Sólo el conjunto de la escena es el mudo resumen
de tu eterna sonrisa,
luna que cruzas sobre mi cabeza
esta laguna estigia de la vida.
1. SMOOTH
JAZZ 5 - Guarda Che Luna
No todos
podemos escribir poesía, pero sí todos podemos cantar. O mejor dicho: no todos deberíamos
hacer poesía, pero todos debemos cantar. Pero para Javier ambas cosas le son
naturales. Desde sus primeras obras, lo suyo es desestabilizar la permanencia
de las cosas, desempolvar los otros sentidos de una misma palabra, la función
de un mismo objeto (las tijeras para el sueño, por ejemplo, de su libro “Regla
de tres”, ganador del premio de poesía Ramón López Velarde en 2006). Lo suyo es
cuestionarlo a uno e irse muy tranquilo con la respuesta bajo el brazo. Un acto
de contrición poética donde los demonios son sustituidos por acordes, por
máximas filosóficas, por memorias que vienen de otra parte: el uno a uno de sí
mismo, algunas veces frente a un monje, como ocurre en su premiado Libro del
Abandono, a veces, como en ésta, a la luna.
“Manual del
extravío” es, a juicio personal, el poemario que le hacía falta al poeta Javier
Acosta para instalarse como plurinominal, en el sentido de que es capaz de
nombrar todas las cosas, todos los aprendizajes de una y otra vertiente: había
recorrido ya la filosofía, la religión, las leyes, el amor.
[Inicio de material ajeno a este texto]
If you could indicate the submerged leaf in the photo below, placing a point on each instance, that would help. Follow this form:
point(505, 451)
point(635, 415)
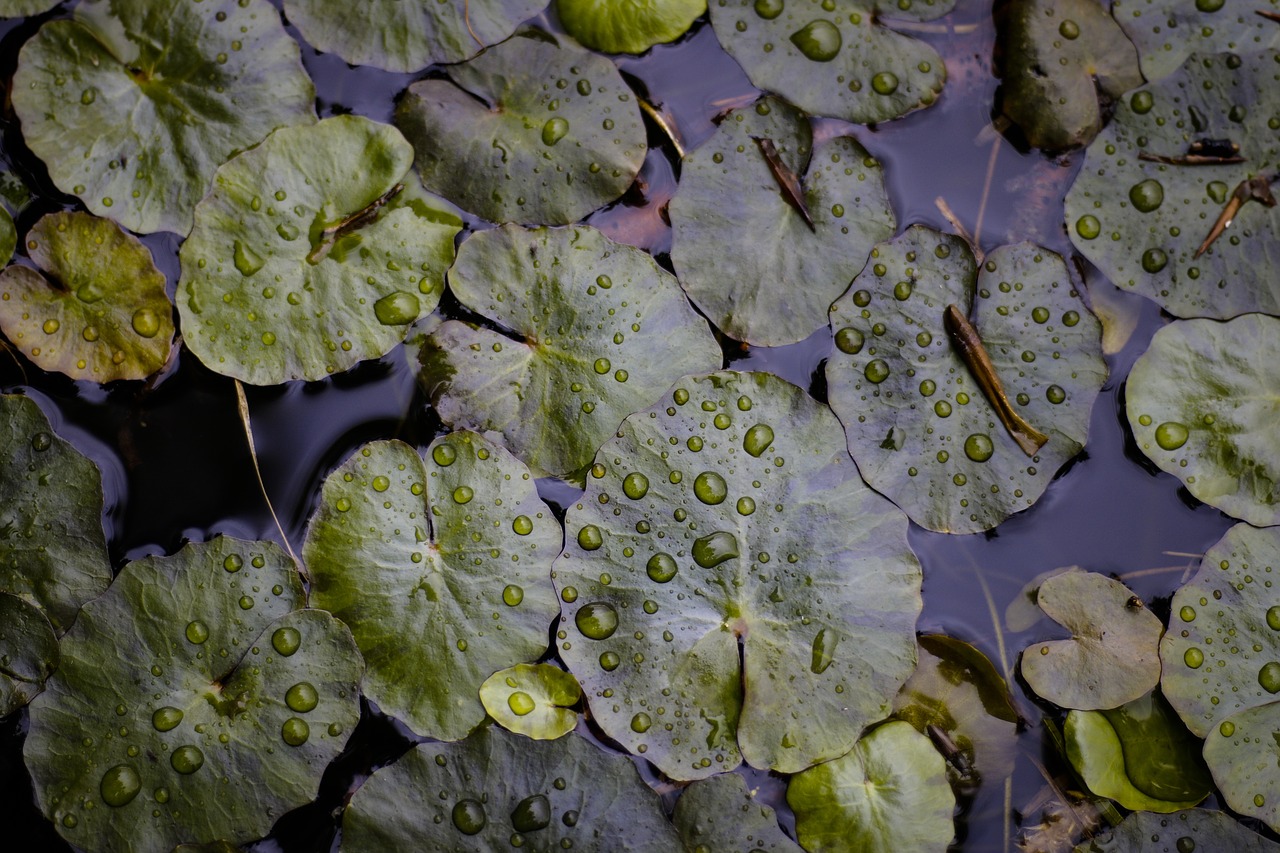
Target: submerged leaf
point(133, 104)
point(101, 314)
point(731, 587)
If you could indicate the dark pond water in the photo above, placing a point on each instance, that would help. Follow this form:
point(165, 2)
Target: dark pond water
point(176, 464)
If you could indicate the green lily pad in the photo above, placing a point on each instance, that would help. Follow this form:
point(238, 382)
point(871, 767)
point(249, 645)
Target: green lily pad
point(627, 27)
point(133, 104)
point(103, 313)
point(835, 56)
point(740, 246)
point(195, 702)
point(534, 699)
point(1142, 222)
point(731, 587)
point(28, 652)
point(515, 146)
point(53, 550)
point(594, 331)
point(917, 423)
point(315, 250)
point(1168, 31)
point(440, 569)
point(1112, 656)
point(1139, 755)
point(1201, 402)
point(718, 815)
point(1060, 56)
point(1194, 829)
point(888, 793)
point(493, 788)
point(400, 36)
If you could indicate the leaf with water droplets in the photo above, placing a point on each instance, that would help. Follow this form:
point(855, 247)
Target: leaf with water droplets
point(315, 250)
point(53, 550)
point(133, 104)
point(888, 793)
point(403, 36)
point(510, 145)
point(1201, 402)
point(1112, 656)
point(588, 332)
point(731, 588)
point(439, 565)
point(100, 310)
point(840, 58)
point(534, 699)
point(740, 246)
point(1142, 220)
point(915, 420)
point(193, 702)
point(494, 788)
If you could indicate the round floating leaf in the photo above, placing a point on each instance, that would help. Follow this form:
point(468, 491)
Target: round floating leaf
point(917, 422)
point(133, 104)
point(191, 671)
point(1168, 31)
point(1201, 402)
point(314, 251)
point(835, 56)
point(493, 788)
point(28, 652)
point(440, 569)
point(403, 36)
point(1060, 55)
point(741, 246)
point(1196, 829)
point(53, 551)
point(1142, 222)
point(595, 332)
point(627, 27)
point(1112, 656)
point(529, 131)
point(888, 793)
point(534, 699)
point(718, 815)
point(101, 315)
point(1139, 755)
point(731, 587)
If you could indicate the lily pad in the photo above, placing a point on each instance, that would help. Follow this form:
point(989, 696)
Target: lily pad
point(53, 550)
point(835, 56)
point(544, 147)
point(440, 569)
point(1112, 656)
point(888, 793)
point(400, 36)
point(534, 699)
point(627, 27)
point(493, 788)
point(917, 423)
point(28, 652)
point(191, 671)
point(744, 251)
point(101, 314)
point(731, 587)
point(593, 332)
point(1201, 402)
point(1142, 222)
point(718, 815)
point(133, 104)
point(1139, 755)
point(1168, 31)
point(1060, 56)
point(314, 251)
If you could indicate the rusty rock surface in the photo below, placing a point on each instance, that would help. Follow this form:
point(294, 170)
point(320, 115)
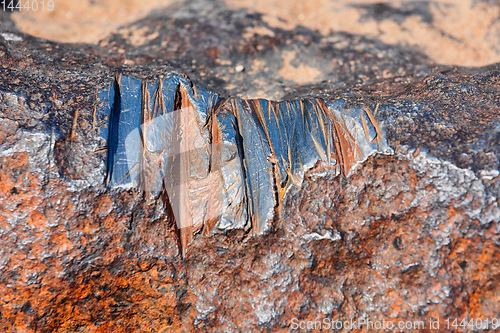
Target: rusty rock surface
point(412, 236)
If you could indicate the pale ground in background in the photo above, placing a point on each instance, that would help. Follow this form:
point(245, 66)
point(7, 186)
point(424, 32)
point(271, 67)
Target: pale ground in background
point(461, 33)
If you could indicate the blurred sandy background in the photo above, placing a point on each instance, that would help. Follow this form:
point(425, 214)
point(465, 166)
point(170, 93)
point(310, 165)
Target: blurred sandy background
point(450, 32)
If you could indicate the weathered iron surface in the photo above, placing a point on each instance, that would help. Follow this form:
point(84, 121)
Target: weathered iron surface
point(409, 236)
point(226, 162)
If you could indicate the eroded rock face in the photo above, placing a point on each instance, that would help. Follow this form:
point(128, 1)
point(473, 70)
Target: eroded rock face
point(410, 236)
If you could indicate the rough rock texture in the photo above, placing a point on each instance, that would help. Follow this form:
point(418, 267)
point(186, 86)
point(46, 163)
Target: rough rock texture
point(413, 236)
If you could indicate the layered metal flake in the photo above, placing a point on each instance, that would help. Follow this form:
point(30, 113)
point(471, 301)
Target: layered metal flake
point(227, 163)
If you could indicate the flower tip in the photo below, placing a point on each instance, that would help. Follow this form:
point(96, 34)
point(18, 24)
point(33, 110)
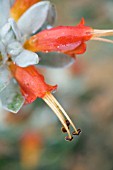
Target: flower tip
point(82, 22)
point(68, 139)
point(77, 133)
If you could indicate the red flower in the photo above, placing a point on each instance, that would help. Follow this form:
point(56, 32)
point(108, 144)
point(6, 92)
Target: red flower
point(66, 39)
point(31, 82)
point(32, 85)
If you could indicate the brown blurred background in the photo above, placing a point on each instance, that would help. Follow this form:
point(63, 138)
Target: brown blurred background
point(32, 139)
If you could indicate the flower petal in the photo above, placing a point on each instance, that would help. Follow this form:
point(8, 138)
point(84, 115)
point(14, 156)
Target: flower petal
point(32, 83)
point(64, 39)
point(11, 2)
point(11, 98)
point(55, 60)
point(4, 11)
point(26, 58)
point(34, 18)
point(5, 77)
point(20, 6)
Le faltaba recorrer
el camino de la soledad y de la inocencia. Porque, ¿qué inocencia no está sola
en este tiempo? También es el cancionero que le hacía falta al hombre Javier
Acosta para arrullar la desolación, la vida que seduce y a veces arroja, la
bondad, la infantil galanura con la que uno se acerca a ciertas formas, las de
la luz de la luna, por ejemplo. El toque humilde con el que abarca la obra,
sello ya distintivo de su autor, nos acerca un poquito en el primer poema, y
otro más y otro más, hasta llegar a ese linde donde al fin compartimos su
inquietud ante la imposibilidad de amar lo que no debe ser amado con amor
común, sino con amor de niño y diosa; es eso: Javier Acosta le canta a Artemisa
como si fuera un niño.
2. Ninna
Nanna, Francis Lai
Si Federico
García Lorca enunció a la luna como todopoderosa y diosa de la muerte, Javier
Acosta la viste de novia y de mujer distante, a veces fría, a veces, ingenua y
dubitativa. Una mujer sin cuerpo de mujer, que es celosa, aunque no sabe si de
sí misma o del tiempo, arrogante, solitaria. La pareja perfecta que se desposa
con los diez mil ojos que la miran y al mismo tiempo sigue virgen.
La
transición hombre-observador-perro-niño se maneja como una elipsis a lo largo
de esta obra: tan pronto la luna le responde con sus quince poemas en el
antepenúltimo capítulo, la transfiguración de la voz poética está resuelta a
regresar por el mismo camino, pero a la inversa: niño-perro-observador-hombre,
aunque claro está que dicho regreso al origen se manifiesta como un periplo del
cual no se regresa igual: algo pasa, algo cambia: se fusionan la luna y el
hombre, la soledad de uno y otro, se muestra fáctica el indisoluble estado de
las cosas: el hombre separado de lo que lo conmueve, la luna distante de quien
la adora.
De este
modo, Javier Acosta logra darle voz poética a uno de los más famosos arcanos
del tarot: la luna siendo adorada por un par de perros que le cantan, le
aúllan, le reclaman, le quieren decir algo que no pueden.